Franz Kafka. Bienaventurado Kafka. El alma de todas las fiestas. Ni en la peor de sus pesadillas –las cuales, después de leer lo que escribía el susodicho, imagino que no serían en tecnicolor, sino sobradamente truculentas– pudo concebir a su Gregorio Samsa con las pintas de Forrest Gump que arrastra nuestro Mariano Rajoy. Sin embargo, cada día que pasa, estoy más convencido de que, justo antes de pirarse para el otro barrio, al escritor checo de origen judío se le apareció Gregorio, su metamorfoseado personaje, y lo hizo con las trazas de un Mariano travestido de insecto a causa de los rigores de la vida presidencial.

El problema es que para rematar a este escarabajo pelotero no hay suficientes chorros de Cucal que valgan. Porque se trata de un Rajoy hípster. Alguien indestructible. Y no ha dejado de serlo desde que nos contó aquel bochornoso cuento de los hilillos de plastilina que emergían dulcemente de algunos barquitos veleros.

Malvive un hípster realquilado tras sus canosas barbas gubernamentales.

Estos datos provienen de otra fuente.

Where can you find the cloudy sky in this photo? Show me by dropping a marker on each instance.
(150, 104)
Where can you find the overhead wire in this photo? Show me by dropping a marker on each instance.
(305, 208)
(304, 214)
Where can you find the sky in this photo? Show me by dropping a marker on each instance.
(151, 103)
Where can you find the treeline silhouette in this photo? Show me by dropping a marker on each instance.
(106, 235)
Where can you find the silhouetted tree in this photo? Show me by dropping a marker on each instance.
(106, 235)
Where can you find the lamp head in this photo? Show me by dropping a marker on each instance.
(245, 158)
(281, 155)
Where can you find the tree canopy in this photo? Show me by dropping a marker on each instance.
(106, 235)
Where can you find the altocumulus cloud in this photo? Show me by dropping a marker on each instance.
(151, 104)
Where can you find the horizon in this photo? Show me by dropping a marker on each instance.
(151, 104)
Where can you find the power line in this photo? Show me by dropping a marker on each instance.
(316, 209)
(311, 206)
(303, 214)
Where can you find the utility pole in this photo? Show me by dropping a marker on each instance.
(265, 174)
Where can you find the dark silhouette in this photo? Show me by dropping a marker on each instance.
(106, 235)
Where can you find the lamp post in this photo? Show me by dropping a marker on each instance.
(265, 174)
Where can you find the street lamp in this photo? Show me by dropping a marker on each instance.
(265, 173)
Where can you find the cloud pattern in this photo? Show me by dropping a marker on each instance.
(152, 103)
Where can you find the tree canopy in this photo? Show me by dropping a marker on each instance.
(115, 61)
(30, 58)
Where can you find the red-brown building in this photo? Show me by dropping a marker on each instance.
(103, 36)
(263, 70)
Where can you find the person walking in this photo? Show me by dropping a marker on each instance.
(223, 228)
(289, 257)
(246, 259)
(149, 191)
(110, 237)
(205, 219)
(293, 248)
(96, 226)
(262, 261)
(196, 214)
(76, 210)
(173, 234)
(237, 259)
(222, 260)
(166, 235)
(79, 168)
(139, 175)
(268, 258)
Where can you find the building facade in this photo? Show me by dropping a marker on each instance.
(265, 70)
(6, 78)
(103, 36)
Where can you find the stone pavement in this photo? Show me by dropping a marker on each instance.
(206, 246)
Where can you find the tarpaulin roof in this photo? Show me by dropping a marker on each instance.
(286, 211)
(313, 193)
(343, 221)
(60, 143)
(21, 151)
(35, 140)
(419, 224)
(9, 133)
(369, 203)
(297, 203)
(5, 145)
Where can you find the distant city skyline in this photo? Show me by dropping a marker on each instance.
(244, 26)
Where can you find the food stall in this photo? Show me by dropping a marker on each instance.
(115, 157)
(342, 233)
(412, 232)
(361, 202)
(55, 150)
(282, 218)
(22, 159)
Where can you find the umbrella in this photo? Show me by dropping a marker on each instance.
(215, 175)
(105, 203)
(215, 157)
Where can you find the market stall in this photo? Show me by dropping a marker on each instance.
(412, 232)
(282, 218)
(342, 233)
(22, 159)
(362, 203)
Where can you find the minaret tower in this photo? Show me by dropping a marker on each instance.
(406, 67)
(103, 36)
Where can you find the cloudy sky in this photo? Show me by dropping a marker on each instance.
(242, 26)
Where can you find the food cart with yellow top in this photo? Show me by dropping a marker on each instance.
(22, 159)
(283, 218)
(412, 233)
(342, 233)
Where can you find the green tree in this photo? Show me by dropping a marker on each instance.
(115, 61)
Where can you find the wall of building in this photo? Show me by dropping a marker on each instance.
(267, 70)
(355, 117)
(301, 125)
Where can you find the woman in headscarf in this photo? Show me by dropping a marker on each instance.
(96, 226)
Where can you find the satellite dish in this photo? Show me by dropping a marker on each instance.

Basta, para confirmarlo, con fijarse en la foto que se hizo el otro día, en Estepona, junto a otro hípster de pega. Por primera vez en varias legislaturas, Mariano sonríe sin afectación. Cualquier observador de la ONU diría que, ahí, en ese instante, es feliz. Que disfruta, con la manita apoyada en el hombro de su amiguete y esa media sonrisa de selfie bovino, de la eufórica camaradería que une a los jóvenes hípsters impostores.

Su mujer, Viri, está alucinada con el cambio.

A este Mariano reseteado lo único que le importa, según cuentan sus allegados, es jugar al futbolín con sus colegas, cual experto quinqui setentero. Y engullir mejillones al vapor, soltando torpedos a boca llena, mientras farfulla las consignas, sin tino ni sentido, que escriben para él, los copleros del partido. Y trasegar copazos de albariño fresco como si no hubiera un mañana. Se la suda todo. Ya no quiere gobernar. Ni telefonear a la Merkel. Ni acudir a debates electorales.
Rajoy es un rebelde –no con causa, sino con pitopausia– que se parte la camisa para mostrar al descubierto su pecholobo de adolescentenario boyante. Como el guardiajurado entre el centeno que es. Su adicción a las pantallas de plasma y un reciente tatuaje en el bíceps (el engaviotado charrán pepero), lo dicen todo por él.

Nos llevará todo esto a un estado de hipsteria colectiva del que no saldremos hasta afilar nuestros mostachos y perillas, en pos de una legítima revolución.